Several questions remain open. The algorithm requires knowing or estimating the instability complexity k. In practice, k is unknown and must be learned. The authors suggest running the procedure over a grid of candidate k values and selecting the best performer, but this adds computational overhead. Better adaptive schemes—algorithms that discover k from data without explicit enumeration—would extend the approach.

The analysis assumes bounded inputs and bounded outputs (the "controlled outputs" condition). This is natural in the stabilization setting—once the system has exploded, predictions are moot—but it restricts the class of systems the theory directly addresses.
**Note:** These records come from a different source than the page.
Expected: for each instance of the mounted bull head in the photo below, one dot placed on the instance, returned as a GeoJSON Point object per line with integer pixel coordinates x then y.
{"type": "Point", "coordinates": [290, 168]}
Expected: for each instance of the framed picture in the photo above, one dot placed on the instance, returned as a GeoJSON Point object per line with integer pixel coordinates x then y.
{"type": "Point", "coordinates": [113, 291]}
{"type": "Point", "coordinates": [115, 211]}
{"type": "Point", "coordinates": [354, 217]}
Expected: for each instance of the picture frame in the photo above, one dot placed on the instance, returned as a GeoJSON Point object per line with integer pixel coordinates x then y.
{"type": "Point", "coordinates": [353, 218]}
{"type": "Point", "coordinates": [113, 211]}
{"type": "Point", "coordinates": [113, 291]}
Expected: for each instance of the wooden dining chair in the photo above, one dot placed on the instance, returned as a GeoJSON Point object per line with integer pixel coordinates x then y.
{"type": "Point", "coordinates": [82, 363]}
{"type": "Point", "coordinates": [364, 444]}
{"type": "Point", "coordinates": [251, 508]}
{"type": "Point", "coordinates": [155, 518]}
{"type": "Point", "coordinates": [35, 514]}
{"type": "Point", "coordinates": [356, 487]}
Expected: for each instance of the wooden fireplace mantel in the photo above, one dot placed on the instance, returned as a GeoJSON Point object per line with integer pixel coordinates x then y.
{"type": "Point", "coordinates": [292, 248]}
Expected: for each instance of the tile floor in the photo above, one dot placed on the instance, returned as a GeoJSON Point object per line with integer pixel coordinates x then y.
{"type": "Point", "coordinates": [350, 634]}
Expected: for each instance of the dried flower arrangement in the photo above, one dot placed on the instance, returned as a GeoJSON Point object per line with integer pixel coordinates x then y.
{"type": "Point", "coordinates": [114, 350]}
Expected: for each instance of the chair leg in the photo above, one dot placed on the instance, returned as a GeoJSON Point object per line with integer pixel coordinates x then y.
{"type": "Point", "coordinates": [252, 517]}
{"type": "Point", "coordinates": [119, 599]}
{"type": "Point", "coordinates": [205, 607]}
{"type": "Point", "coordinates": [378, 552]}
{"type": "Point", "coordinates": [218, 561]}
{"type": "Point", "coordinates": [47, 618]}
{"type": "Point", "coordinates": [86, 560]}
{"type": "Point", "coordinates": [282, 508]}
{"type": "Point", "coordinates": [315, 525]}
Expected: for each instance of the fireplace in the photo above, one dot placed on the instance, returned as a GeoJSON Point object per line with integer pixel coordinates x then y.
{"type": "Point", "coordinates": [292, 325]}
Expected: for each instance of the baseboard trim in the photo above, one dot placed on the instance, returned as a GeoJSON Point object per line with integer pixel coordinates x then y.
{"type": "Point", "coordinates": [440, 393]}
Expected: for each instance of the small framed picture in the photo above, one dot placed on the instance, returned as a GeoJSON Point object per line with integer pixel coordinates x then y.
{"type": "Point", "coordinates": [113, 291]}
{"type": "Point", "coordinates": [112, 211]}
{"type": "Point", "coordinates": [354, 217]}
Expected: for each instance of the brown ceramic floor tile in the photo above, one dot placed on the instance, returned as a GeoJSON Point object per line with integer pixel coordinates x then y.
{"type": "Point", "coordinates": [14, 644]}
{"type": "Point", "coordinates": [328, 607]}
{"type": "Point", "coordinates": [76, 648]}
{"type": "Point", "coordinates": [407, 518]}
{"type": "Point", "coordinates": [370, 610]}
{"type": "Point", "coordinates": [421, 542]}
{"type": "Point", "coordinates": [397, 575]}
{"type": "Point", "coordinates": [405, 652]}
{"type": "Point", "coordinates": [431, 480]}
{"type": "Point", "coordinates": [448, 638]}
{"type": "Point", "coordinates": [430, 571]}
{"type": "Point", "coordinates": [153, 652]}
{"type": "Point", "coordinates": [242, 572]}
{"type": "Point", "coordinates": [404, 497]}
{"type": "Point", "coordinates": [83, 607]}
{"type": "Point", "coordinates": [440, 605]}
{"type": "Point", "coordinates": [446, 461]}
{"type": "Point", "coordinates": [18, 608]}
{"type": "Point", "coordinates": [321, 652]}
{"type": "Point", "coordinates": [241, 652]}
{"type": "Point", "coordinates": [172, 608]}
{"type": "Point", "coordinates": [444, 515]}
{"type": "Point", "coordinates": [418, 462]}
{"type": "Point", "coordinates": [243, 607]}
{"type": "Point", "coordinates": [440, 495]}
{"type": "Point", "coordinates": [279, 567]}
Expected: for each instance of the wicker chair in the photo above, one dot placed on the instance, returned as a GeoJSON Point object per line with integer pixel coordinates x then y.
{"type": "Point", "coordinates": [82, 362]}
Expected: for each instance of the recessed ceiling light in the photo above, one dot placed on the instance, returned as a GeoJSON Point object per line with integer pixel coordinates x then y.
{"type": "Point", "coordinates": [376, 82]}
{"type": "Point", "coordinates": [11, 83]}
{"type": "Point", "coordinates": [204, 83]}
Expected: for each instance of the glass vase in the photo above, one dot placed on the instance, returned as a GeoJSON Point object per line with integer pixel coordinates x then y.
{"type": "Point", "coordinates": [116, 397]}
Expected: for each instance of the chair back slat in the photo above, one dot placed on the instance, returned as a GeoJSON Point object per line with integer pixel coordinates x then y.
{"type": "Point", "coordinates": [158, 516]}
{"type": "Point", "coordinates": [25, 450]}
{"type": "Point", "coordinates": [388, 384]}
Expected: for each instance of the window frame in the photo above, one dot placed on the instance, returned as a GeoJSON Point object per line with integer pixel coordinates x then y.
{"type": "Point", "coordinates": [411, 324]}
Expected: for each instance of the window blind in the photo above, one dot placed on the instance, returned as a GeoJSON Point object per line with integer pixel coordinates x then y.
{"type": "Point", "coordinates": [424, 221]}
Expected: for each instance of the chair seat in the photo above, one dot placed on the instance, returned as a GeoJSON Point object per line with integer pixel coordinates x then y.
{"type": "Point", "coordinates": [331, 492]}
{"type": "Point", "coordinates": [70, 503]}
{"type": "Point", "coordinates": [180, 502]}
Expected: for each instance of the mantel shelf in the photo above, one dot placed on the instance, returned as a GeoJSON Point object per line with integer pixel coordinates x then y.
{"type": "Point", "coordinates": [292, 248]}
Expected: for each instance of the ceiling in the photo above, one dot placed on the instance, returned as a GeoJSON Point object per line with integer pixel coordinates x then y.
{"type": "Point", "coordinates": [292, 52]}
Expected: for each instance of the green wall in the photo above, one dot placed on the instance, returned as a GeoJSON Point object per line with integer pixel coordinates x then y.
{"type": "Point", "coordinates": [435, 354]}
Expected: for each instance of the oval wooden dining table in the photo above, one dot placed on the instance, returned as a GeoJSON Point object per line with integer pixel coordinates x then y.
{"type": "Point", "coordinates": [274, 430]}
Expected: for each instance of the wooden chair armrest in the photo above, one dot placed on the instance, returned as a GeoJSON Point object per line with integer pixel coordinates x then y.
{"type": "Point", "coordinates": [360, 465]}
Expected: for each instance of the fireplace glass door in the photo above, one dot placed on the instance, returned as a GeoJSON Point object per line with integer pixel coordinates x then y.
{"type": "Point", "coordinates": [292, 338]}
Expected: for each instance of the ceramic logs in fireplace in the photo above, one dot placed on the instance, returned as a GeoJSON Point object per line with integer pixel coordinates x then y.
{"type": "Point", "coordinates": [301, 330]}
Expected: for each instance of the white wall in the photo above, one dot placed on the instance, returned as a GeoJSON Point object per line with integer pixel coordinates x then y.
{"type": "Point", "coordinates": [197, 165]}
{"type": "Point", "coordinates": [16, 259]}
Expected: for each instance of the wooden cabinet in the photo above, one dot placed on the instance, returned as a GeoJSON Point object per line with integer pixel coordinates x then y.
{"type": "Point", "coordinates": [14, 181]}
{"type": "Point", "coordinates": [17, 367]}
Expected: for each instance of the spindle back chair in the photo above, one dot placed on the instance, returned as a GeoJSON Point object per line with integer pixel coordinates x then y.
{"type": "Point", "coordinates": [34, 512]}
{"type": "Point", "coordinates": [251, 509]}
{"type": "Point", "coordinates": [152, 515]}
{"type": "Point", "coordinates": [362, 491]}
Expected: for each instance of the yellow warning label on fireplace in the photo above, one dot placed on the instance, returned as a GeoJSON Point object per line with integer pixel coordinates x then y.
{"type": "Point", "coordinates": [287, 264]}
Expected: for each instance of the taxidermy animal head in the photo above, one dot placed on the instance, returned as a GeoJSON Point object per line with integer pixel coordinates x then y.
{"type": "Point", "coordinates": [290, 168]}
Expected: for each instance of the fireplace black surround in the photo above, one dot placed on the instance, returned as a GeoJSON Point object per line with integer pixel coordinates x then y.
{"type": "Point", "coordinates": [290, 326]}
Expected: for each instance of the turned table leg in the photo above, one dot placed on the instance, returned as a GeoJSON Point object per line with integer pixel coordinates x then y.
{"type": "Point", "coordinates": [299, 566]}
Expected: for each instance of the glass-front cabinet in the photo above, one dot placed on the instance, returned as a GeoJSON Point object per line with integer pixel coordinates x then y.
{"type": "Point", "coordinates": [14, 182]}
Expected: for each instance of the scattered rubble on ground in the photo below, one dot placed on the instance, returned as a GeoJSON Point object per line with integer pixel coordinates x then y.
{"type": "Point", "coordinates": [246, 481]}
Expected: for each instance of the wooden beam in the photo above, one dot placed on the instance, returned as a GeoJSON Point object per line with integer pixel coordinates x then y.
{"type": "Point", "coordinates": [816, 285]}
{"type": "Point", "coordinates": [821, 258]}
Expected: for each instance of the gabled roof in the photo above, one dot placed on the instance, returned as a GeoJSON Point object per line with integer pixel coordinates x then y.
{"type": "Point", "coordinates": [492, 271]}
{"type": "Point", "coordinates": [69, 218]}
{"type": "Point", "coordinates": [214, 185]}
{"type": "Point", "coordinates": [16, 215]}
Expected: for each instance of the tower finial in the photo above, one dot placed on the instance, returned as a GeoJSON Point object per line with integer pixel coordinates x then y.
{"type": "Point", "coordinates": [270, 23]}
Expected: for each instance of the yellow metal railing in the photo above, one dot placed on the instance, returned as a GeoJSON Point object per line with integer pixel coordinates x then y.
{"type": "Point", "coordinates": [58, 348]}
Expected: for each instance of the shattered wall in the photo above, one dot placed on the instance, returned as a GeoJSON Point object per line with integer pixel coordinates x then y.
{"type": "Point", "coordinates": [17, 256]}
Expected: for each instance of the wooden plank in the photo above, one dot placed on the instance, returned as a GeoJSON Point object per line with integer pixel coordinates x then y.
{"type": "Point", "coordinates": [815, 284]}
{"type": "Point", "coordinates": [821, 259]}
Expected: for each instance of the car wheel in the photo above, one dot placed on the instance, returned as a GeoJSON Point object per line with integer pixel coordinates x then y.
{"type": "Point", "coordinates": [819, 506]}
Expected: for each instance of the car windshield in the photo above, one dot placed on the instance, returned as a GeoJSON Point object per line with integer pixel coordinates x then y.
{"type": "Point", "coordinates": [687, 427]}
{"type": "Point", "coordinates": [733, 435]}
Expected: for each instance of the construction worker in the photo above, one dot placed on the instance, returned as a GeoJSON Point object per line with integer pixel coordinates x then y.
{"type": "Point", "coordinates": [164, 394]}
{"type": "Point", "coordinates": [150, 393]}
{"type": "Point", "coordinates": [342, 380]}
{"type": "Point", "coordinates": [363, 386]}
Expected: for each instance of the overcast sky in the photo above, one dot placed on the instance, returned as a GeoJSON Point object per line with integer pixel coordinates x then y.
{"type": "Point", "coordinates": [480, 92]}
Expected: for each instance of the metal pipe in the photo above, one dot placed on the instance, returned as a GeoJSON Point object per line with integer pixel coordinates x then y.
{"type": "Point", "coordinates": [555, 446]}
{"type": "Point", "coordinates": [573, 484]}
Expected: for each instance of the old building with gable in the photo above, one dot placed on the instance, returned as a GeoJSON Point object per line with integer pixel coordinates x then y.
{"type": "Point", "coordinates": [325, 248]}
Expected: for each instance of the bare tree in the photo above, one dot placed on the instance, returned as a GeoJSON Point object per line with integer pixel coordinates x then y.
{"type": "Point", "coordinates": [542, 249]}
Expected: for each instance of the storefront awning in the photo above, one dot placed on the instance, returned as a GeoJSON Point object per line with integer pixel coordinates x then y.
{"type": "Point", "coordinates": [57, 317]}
Extensions to unbounded trajectories, or to systems where instability emerges only under certain inputs, would broaden applicability.

The lower bound applies to filter-based predictors with bounded coefficient mass. If you relax either condition—allowing unbounded coefficients or non-filter-based architectures—different tradeoffs may emerge. Exploring these variants could illuminate the boundaries of the k-complexity framework.

On the empirical side, the experiments confirm the theory on synthetic systems. Real-world validation—applying the algorithm to physical systems like aircraft, power grids, or chemical plants—remains future work. The gap between synthetic and real will likely reveal modeling assumptions that need strengthening: nonlinearities, time-varying dynamics, measurement noise, communication delays.

The broader context is learning-based control. Classical control theory assumed you knew the system; modern machine learning assumes you can learn it from data. This paper sits at the intersection, offering a learning algorithm with theoretical guarantees that scale with intrinsic difficulty rather than system size. "Prediction is a prerequisite for stabilization," the authors note. Their algorithm provides that prerequisite for a wider class of systems than previously possible.

What this means, ultimately, is that the curse of dimensionality in dynamical systems learning is not inevitable. It's an artifact of using the wrong complexity measure. When you count what actually matters—the hard modes, not the state variables—the problem becomes tractable in a surprisingly strong sense. A system with thousands of variables and a handful of instabilities is not thousands of times harder to predict than a simple one. It's just a handful of times harder.

Whether that insight translates into working controllers for real machines, real grids, real biological systems—that's the question the next decade of research will answer.